What are the types of negligence according to the law?

• Contributory Negligence - this applies to a case when the plaintiff is, in a way, also responsible to the harm that he had suffered through his own negligence. If a judge or the jury finds the complainant to be at least one percent responsible, the complainant would not receive any remuneration for their expenses.

• Pure Comparative Negligence - this means that a judge or a jury will calculate what percentage of fault the plaintiff is liable for and this will be the basis in determining how much the defendant will have to pay the complainant in damages. Several states, including California, use this kind of negligence ruling system.

• Modified Comparative Fault - this has almost the same definition as with Pure Comparative Negligence except that the modified comparative fault sets two limits on how much a plaintiff is liable for. The two limits are:

• 50 Percent Fault Rule - if the complainant is found to have more than 50 percent fault; he cannot recover any damages, whereas if he is less than 49 percent at fault, he can recover the total cost of damages minus the degree of his fault.

• 51 Percent Fault Rule - this rule follows the principle that the complainant who has more fault that the defendant would not be able to claim anything; given this fault, a person who is found to be 50 percent at fault may still recover 50 percent of his damages while a person with more than 51 percent fault would not recover anything.

Typically, attorneys handling general negligence cases have four elements that they would need to established in order for their cases to be successful. These are:

• Duty of care - this is the legal obligation that an individual is imposed with regarding the exercise of due and prudent care while performing any act that may be foreseen to cause harm to others.

• Breach - this is when a defendant is found to have sufficient reason to cause intentional damage to the complainant

• Causation - this is the direct link between the complainant's loss and damages and the defendant's negligence.

• Damages - this is the compensation of the complainant's economic loss. Damages may be classified as:

• Special Damages - expenses incurred between the incident date and the date of the trial.

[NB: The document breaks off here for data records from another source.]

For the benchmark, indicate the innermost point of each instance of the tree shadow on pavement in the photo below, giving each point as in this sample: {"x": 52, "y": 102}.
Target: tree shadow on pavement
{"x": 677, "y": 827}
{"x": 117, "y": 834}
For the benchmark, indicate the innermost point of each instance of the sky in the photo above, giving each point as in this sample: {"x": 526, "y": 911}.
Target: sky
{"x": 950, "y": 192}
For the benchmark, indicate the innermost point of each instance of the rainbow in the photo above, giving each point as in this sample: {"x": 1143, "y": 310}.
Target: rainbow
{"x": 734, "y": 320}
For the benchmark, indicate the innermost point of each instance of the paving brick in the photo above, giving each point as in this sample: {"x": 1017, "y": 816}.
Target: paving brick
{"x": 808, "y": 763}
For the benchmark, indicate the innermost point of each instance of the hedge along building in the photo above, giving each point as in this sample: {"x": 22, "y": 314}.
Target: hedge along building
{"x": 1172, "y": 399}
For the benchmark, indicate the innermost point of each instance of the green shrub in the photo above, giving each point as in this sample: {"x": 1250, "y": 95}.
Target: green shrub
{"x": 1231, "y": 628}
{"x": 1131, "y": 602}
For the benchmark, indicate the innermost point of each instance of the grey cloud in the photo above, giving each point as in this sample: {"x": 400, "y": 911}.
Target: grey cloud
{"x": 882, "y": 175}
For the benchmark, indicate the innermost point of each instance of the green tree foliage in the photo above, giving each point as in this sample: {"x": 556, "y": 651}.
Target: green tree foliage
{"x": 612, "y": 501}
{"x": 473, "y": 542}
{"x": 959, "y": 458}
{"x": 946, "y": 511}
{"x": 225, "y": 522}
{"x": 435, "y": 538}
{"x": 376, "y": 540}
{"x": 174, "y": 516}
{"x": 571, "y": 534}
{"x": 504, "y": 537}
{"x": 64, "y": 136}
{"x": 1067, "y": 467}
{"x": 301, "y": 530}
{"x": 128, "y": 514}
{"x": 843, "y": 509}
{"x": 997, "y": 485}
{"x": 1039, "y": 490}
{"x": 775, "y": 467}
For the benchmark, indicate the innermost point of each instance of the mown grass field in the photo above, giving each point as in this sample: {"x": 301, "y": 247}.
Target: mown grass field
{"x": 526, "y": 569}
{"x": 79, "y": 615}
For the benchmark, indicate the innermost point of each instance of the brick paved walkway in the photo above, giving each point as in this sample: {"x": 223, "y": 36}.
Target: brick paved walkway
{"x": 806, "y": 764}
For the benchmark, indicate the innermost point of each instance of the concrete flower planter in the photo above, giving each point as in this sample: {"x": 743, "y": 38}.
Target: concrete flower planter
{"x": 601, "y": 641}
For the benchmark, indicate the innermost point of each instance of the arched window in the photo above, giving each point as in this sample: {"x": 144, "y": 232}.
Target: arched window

• General Damages - losses that cannot be translated into monetary terms (pain, suffering, etc). Courts usually would award nominal damages to the complainant to help them recover with their loss.

• Punitive Damages - these are monetary awards given to the complainant which exceeds the actual value of the total loss.

California's law on Premises Liability Claims, Civil Code article 1714 and the Tort Law are some statutes that attorneys use in any general negligence lawsuit.

To help you with personal injury cases such as general negligence and other related concerns, consult with our skilled Los Angeles general negligence attorneys. Visit our website and avail of our free case analysis.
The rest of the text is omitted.